Myxoid liposarcoma (MLS) may affect infrequently the vulvovaginal region and could enter the differential diagnosis with CAF due to the latter’s frequent component of intralesional adipose tissue, a feature not present in this particular case. The distinction between these two entities can be made through the identification of classic MLS histologic features including lipoblasts and characteristic thin-walled arborizing vessels in the so-called “chicken-wire” pattern.

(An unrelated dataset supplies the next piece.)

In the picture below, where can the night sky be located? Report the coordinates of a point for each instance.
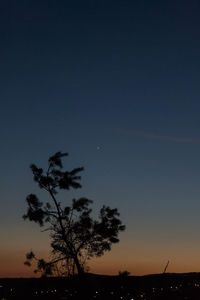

  1. Which one of the following is not a characteristic feature of cellular angiofibroma?
    1. Large size and infiltrative border
    2. Low-grade oval to short spindle cells resembling spindle cell lipoma
    3. Variable intralesional adipose tissue
    4. Vulvovaginal location
  2. Which types of vessels are characteristic for cellular angiofibroma?
    1. Delicate arborizing
    2. Linear, curvilinear
    3. Medium-sized with intramural hyalinization
    4. Thick-walled with a muscular layer
  3. Which of the following cytogenetic abnormality has been described in cellular angiofibroma?
    1. Monoallelic loss of RB1 on chromosome 13q14
    2. t(12;16)
    3. t(17;22)
    4. Translocation of the 12q13-15 locus involving the HMGA2 gene


  1. Fletcher CD, Tsang WY, Fisher C, Lee KC, Chan JK. Angiomyofibroblastoma of the vulva. A benign neoplasm distinct from aggressive angiomyxoma. Am J Surg Pathol. 1992;16(4):373-382.
  2. Flucke U, van Krieken JHJM, Mentzel T. Cellular angiofibroma: analysis of 25 cases emphasizing its relationship to spindle cell lipoma and mammary-type myofibroblastoma. Mod Pathol. 2010;24:82-89.
  3. Fritchie KJ, Carver P, Sun Y, Batiouchko G, et al. Billings SD, Rubin BP, Tubbs RR, Goldblum JR. Solitary fibrous tumor: is there a molecular relationship with cellular angiofibroma, spindle cell lipoma, and mammary-type myofibroblastoma? Am J Surg Pathol. 2012;137(6):963-970.
  4. Iwasa Y, Fletcher CDM. Cellular angiofibroma: clinicopathologic and immunohistochemical analysis of 51 cases. Am J Surg Pathol. 2004;28(11):1426-1435.
  5. Laskin WB, Fetsch JF, Mostofi FK. Angiomyofibroblastomalike tumor of the male genital tract: analysis of 11 cases with comparison to female angiomyofibroblastoma and spindle cell lipoma. Am J Surg Pathol. 1998;22(1):6-16.
  6. Laskin WB1, Fetsch JF, Tavassoli FA.Angiomyofibroblastoma of the female genital tract: analysis of 17 cases including a lipomatous variant. Hum Pathol. 1997;28(9):1046-1055.
  7. McCluggage WG, Connolly L, McBride HA. HMGA2 is a sensitive but not specific immunohistochemical marker of vulvovaginal aggressive angiomyxoma. Am J Surg Pathol. 2010;34(7):1037-1042.
  8. Nielsen GP, Rosenberg AE, Young RH, Dickersin GR, Clement PB, Scully RE. Angiomyofibroblastoma of the vulva and vagina. Mod Pathol. 1996;9(3):284-291.
  9. Nucci MR, Granter SR, Fletcher, CD. Cellular angiofibroma: a benign neoplasm distinct from angiomyofibroblastoma and spindle cell lipoma. Am J Surg Pathol.1997;21(6):636-644.
  10. Shidham VB, Ayala GE, Lahaniatis JE, Garcia FU. Low-grade fibromyxoid sarcoma: clinicopathologic case report with review of the literature. Am J Clin Oncol. 1999;22(2):150-155.


Thanh T. Ha Lan, MD
Ann Arbor, MI

Aleodor A. Andea, MD, MBA
Surgical Pathology Committee
Ann Arbor, MI

Answer Key

  1. Large size and infiltrative border (a). 
  2. Medium-sized with intramural hyalinization (c). 
  3. Monoallelic loss of RB1 on chromosome 13q14 (a).